I think I get what you are saying …
The key message is that, over the last 50, 60, or 70 years, folks in the optics or the photonics community, the astrophysics community and the physics [community], have really come up with both models of some complex devices and have tremendously evolved hardware devices. We’ve been able to emulate the same principle and do those things algorithmically.
And you have patented this invention, right?
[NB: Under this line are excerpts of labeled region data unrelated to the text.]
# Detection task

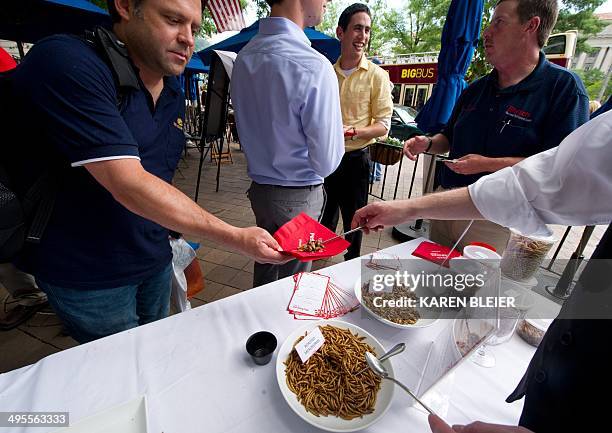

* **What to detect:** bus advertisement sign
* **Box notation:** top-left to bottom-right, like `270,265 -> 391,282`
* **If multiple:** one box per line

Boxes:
380,63 -> 438,84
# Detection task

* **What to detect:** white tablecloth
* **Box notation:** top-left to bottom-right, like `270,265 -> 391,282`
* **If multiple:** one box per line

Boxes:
0,240 -> 556,433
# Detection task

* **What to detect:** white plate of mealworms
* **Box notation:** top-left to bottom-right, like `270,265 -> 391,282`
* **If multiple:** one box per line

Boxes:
276,320 -> 394,432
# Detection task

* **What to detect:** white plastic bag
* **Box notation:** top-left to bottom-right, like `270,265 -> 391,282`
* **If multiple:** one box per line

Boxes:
170,239 -> 196,312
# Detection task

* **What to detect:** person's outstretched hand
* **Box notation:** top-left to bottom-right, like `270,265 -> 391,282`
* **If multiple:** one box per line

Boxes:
428,415 -> 533,433
351,201 -> 408,234
238,227 -> 293,265
404,135 -> 429,161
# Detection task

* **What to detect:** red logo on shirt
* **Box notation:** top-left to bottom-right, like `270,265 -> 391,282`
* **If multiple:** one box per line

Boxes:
506,105 -> 531,122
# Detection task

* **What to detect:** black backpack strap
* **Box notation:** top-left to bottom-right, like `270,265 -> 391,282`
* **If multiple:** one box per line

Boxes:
84,26 -> 140,111
22,171 -> 59,243
22,30 -> 140,243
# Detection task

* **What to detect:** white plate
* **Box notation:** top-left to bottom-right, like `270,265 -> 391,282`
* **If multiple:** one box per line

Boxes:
276,320 -> 394,432
355,279 -> 439,329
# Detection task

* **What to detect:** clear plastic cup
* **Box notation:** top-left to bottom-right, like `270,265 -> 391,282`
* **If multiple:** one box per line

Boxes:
501,230 -> 556,281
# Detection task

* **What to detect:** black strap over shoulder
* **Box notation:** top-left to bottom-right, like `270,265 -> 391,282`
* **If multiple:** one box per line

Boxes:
85,26 -> 140,89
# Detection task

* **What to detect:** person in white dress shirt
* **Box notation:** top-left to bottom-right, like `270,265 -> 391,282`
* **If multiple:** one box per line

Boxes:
352,112 -> 612,433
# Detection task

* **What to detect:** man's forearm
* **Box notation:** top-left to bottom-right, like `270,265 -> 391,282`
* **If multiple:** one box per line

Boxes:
486,156 -> 525,173
86,160 -> 246,247
354,122 -> 389,140
403,188 -> 483,220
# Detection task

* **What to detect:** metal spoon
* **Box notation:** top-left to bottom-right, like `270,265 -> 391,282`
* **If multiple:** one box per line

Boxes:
355,343 -> 406,374
366,352 -> 435,415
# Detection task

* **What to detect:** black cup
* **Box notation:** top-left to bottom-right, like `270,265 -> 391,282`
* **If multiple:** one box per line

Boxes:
247,331 -> 276,365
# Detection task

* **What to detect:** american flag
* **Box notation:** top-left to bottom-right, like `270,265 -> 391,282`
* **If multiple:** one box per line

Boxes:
208,0 -> 246,33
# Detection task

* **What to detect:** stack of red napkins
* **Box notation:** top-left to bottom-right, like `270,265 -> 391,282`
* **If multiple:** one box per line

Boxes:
272,212 -> 350,262
412,242 -> 461,268
287,272 -> 359,320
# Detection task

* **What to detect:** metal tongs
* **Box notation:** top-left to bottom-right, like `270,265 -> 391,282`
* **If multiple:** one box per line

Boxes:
321,226 -> 363,244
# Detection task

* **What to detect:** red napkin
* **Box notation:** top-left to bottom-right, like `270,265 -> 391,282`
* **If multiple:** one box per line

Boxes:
412,242 -> 461,268
272,212 -> 350,262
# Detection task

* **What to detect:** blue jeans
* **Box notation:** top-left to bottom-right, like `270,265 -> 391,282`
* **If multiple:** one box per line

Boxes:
36,264 -> 172,343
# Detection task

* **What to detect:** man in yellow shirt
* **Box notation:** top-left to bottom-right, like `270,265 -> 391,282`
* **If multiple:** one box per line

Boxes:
321,3 -> 393,260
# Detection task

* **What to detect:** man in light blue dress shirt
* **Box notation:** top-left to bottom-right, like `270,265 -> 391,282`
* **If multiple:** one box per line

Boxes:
231,0 -> 344,287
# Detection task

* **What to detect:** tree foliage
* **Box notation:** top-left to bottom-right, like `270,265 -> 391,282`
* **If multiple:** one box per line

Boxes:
574,69 -> 612,102
381,0 -> 451,54
253,0 -> 270,18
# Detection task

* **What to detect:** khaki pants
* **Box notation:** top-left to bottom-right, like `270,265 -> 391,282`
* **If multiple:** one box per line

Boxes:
429,187 -> 510,255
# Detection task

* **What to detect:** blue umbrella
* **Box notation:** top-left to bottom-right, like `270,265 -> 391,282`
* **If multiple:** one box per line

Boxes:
198,21 -> 340,66
0,0 -> 111,43
416,0 -> 484,133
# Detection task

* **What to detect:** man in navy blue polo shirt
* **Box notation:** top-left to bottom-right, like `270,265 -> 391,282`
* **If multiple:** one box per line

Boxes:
404,0 -> 589,253
7,0 -> 286,342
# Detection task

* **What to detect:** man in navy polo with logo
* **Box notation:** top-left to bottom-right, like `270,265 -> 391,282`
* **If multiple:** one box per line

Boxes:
404,0 -> 589,254
6,0 -> 286,342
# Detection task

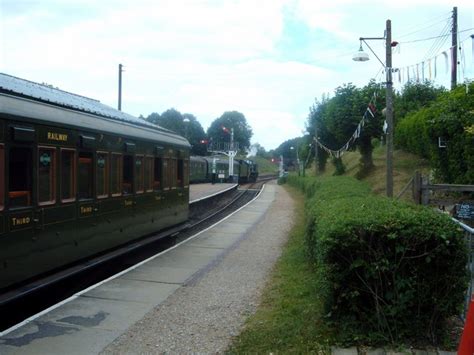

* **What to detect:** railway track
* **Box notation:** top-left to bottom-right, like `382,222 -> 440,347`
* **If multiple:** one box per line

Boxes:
0,180 -> 268,332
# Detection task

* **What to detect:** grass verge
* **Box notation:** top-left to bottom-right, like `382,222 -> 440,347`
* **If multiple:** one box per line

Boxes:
228,186 -> 330,354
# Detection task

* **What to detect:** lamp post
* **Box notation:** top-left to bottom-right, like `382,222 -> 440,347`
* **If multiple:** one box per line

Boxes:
352,20 -> 396,197
183,117 -> 191,141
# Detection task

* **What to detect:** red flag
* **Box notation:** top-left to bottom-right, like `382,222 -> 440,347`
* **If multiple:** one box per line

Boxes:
221,126 -> 230,133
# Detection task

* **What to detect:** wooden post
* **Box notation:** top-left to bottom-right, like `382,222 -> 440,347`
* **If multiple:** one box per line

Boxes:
421,176 -> 430,206
412,171 -> 421,205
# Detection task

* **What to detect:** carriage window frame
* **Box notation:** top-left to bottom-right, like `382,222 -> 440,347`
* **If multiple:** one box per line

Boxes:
168,158 -> 178,190
77,151 -> 95,201
0,143 -> 5,211
110,152 -> 123,197
8,146 -> 34,209
36,145 -> 57,206
134,154 -> 145,194
176,159 -> 185,188
144,155 -> 155,192
96,150 -> 110,199
183,159 -> 191,188
59,148 -> 77,203
153,157 -> 165,191
122,154 -> 135,196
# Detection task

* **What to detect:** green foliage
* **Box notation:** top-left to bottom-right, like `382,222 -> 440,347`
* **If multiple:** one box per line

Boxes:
395,83 -> 474,184
146,108 -> 207,155
207,111 -> 253,151
307,81 -> 384,179
288,176 -> 467,345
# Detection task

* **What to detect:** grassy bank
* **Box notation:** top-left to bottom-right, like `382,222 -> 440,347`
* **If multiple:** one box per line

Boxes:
229,187 -> 327,354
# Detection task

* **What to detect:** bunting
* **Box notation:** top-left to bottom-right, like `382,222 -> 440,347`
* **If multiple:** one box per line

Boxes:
393,34 -> 474,87
314,92 -> 377,158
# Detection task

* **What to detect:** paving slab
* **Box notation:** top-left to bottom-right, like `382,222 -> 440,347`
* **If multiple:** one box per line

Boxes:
121,264 -> 196,285
0,182 -> 275,355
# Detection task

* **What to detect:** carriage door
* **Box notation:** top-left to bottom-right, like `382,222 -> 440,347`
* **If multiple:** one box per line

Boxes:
7,127 -> 35,243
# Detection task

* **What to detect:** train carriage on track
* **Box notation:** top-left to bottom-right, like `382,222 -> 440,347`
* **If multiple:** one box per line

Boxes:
0,74 -> 190,291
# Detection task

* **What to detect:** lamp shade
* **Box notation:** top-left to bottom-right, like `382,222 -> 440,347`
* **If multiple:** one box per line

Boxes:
352,48 -> 369,62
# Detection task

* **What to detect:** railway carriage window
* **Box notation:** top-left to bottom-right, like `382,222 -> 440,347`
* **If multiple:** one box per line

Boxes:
78,152 -> 93,200
97,152 -> 109,198
145,157 -> 153,191
38,148 -> 56,205
122,155 -> 133,195
168,159 -> 178,188
135,155 -> 145,194
0,144 -> 5,211
8,148 -> 33,207
163,158 -> 171,190
176,159 -> 184,187
60,149 -> 76,202
110,153 -> 122,196
153,158 -> 163,190
183,160 -> 189,186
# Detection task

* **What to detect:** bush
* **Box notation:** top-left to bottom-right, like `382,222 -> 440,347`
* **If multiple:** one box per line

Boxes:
289,177 -> 467,345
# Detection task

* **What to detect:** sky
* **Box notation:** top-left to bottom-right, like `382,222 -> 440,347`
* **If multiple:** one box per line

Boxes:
0,0 -> 474,150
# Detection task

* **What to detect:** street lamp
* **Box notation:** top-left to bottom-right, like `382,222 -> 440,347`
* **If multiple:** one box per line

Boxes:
352,20 -> 397,197
290,146 -> 301,176
183,117 -> 191,141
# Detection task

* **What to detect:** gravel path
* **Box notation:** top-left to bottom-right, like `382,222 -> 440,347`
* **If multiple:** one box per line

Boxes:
101,185 -> 293,354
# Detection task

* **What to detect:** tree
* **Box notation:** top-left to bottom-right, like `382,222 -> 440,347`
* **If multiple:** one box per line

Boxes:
146,108 -> 207,155
207,111 -> 253,151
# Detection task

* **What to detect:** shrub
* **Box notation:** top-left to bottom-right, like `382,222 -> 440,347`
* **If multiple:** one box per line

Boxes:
289,177 -> 467,345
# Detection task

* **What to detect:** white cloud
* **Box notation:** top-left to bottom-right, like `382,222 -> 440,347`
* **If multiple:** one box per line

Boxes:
0,0 -> 474,149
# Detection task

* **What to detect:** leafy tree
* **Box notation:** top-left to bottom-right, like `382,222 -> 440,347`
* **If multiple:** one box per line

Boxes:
307,81 -> 382,177
146,108 -> 207,155
207,111 -> 253,151
394,80 -> 446,123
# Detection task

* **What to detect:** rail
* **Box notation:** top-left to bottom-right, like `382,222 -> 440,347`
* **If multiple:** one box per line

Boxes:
452,218 -> 474,320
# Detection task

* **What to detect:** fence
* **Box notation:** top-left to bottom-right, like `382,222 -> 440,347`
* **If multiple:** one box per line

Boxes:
397,172 -> 474,317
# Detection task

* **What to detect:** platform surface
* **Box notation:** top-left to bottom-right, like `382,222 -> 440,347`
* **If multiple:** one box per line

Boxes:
0,184 -> 275,355
189,183 -> 237,203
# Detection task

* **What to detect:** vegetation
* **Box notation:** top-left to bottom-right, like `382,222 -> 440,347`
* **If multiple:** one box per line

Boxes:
207,111 -> 253,151
230,175 -> 467,353
228,189 -> 329,354
296,177 -> 467,345
145,108 -> 207,155
395,83 -> 474,184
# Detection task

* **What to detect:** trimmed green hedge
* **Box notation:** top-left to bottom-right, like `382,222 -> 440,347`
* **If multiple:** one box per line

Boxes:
288,177 -> 468,345
394,83 -> 474,184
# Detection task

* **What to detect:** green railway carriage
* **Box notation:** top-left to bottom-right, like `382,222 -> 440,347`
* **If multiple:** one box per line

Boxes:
189,156 -> 207,183
0,74 -> 190,291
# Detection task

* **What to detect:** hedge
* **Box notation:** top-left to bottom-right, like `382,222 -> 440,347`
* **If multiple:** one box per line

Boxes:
288,177 -> 468,345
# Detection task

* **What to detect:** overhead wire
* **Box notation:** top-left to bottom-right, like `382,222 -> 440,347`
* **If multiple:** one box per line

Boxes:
397,14 -> 450,38
423,19 -> 452,61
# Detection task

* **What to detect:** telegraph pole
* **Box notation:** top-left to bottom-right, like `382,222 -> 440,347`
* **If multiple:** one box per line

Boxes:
451,7 -> 458,90
313,117 -> 319,175
385,20 -> 393,197
118,64 -> 123,111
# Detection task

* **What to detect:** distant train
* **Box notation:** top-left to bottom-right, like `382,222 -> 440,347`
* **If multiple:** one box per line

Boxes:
189,156 -> 258,184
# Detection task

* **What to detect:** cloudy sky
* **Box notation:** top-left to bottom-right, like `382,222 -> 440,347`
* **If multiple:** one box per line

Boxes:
0,0 -> 474,150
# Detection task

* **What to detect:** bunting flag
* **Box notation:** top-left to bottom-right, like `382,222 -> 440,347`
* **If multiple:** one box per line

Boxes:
428,59 -> 431,80
441,51 -> 448,74
313,92 -> 377,158
221,126 -> 230,133
450,47 -> 457,75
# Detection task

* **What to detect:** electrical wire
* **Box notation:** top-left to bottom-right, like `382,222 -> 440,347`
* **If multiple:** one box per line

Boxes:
423,20 -> 452,61
397,14 -> 451,38
399,27 -> 474,44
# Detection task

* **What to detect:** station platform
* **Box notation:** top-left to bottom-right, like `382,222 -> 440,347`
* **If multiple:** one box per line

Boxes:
189,183 -> 238,204
0,184 -> 276,355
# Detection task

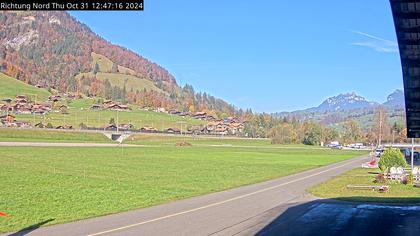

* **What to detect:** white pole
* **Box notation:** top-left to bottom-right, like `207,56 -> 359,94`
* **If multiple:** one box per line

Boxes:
117,110 -> 119,133
411,138 -> 414,170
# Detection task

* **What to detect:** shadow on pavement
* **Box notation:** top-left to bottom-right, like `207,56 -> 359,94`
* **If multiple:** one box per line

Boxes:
9,219 -> 55,236
256,196 -> 420,236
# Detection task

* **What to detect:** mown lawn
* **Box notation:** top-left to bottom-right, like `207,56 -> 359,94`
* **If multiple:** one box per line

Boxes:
0,73 -> 50,101
0,128 -> 112,143
0,146 -> 361,232
309,168 -> 420,204
125,134 -> 274,147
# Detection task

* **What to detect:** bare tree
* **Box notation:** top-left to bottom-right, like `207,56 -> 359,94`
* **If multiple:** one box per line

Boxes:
372,106 -> 390,146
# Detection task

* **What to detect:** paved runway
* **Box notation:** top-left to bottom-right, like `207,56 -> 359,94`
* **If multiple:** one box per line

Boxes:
4,157 -> 367,235
254,200 -> 420,236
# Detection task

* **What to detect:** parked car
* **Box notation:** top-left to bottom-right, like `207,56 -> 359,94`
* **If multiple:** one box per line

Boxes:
375,148 -> 385,157
330,145 -> 343,149
400,148 -> 420,163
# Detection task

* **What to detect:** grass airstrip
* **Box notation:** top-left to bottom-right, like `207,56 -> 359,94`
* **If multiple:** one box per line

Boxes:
0,131 -> 364,232
309,168 -> 420,204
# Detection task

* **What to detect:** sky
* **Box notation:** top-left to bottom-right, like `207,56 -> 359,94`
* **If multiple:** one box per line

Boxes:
70,0 -> 403,112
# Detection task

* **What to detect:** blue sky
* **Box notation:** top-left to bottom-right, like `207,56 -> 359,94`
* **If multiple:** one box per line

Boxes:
70,0 -> 402,112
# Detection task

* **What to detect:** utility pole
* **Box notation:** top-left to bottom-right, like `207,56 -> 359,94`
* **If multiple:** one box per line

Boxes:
411,138 -> 414,170
117,109 -> 119,133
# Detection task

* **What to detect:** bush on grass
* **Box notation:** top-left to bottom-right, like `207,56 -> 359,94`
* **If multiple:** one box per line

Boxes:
378,148 -> 407,172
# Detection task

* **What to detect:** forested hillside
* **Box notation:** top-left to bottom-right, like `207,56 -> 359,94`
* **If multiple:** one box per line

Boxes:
0,11 -> 234,115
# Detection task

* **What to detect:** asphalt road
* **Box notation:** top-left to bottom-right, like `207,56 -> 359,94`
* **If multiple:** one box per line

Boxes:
0,142 -> 144,147
3,157 -> 368,236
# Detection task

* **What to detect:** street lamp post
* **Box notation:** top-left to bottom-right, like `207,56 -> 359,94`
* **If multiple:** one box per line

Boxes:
411,138 -> 414,170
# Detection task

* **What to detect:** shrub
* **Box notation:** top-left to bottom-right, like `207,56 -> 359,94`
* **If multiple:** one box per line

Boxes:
375,174 -> 386,183
402,173 -> 414,185
378,148 -> 407,171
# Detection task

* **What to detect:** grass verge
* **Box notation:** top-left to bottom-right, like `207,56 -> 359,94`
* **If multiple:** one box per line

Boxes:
309,168 -> 420,204
0,146 -> 360,232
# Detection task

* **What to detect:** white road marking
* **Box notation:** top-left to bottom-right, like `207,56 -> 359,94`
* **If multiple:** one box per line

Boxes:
87,158 -> 360,236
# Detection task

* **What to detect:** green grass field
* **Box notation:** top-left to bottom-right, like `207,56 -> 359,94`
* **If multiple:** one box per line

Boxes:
0,146 -> 361,232
309,168 -> 420,204
0,72 -> 50,101
0,128 -> 112,143
125,134 -> 276,148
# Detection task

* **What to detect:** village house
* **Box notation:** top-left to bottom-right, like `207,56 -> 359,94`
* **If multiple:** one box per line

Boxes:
32,104 -> 51,115
107,103 -> 131,111
140,126 -> 158,133
188,125 -> 205,134
168,109 -> 181,115
192,112 -> 207,120
0,114 -> 16,123
48,95 -> 61,102
14,104 -> 32,114
2,98 -> 13,103
55,125 -> 73,129
90,104 -> 101,110
118,124 -> 134,131
103,100 -> 114,106
155,107 -> 166,113
104,124 -> 117,131
15,95 -> 28,101
165,128 -> 181,134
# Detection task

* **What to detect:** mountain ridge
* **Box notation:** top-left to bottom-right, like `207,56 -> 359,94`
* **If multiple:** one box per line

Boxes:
0,11 -> 235,115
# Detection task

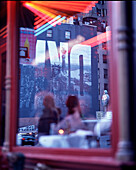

Most [of our] patents [include] the steps to do that, and also the notion of active signal processing. But I think what’s more important is, that over the last two or three years, based on a number of studies we have done, we have been able to show some significant improvements in sensitivity, specificity, quantitation.
With Affymetrix data analysis, there’s often a problem when the background is greater than the signal. You get negative numbers, and they say just make it zero. But it sounds like that problem is completely removed in your analysis.
We’ve found a way to bypass it. Affymetrix’s device for us is a physical hardware system. And because it’s a good physical hardware system, which works through good physics, and it’s a very consistent or a coherent system, our methodology works with the platform very well. If you are dealing with stable platforms — for example, aircraft are fairly stable systems — and so with platforms which are stable with good coherence properties, we get much, much better performance. So we’ve been able to bypass that [problem].
Can you apply QRI to a spotted array platform?
The method is applicable to a photolithographic array or a spotted array or a simple oligo array. The question [is] where do we provide [the] most enablement. Also, realize that with those arrays there’s a huge cost difference as well. With the arrays that are expensive, they put a lot of work in designing a good platform, a good assay. With some of the spotted arrays, you have a cost difference of a hundred, a thousand times. So what it really comes down to is, yes, our method is applicable, [but] what is the precision, sensitivity, reproducibility we will achieve with platforms? … On the regular spotted arrays, the improvement we provide could be a factor of ten less than in well-designed, very standardized arrays, or the high-quality spotted arrays.
So what other improvements are you developing?
The real interesting thing we are right now doing with microarrays is turning microarrays into a quantitative platform. People have been using quantitative platforms to really validate microarrays. So what we are now looking at [are] some pretty extensive studies where we can directly go from microarray expression and fold changes done by [this] method and be able to relate them to a number of TaqMan cycles once you see them … so that if you were doing 100 microarrays, and you only end up doing TaqMan for 5 genes, and you compare with a calibration curve, you would actually get quantitative response across the entire range of the chip itself.
So people won’t have to do TaqMan validations on every result …
We think that will lead to a lot of time and money savings. So most of my current studies are focused on developing high-precision curves which will essentially produce information that people can directly compare with what they’re getting off TaqMan. That’s one area. The second is looking at a better technique for essentially generating biomarkers. … [This] is a methodology which basically is able to generate one or more biomarkers in samples. So you can kind of segment it out and say, you have these seven biomarkers which, each of them are five, ten 20, 30 genes, and these are quantitative expression levels. So you [are] able to auto-generate robust biomarkers based on empirical samples. I think these two things will help in the adoption of microarrays.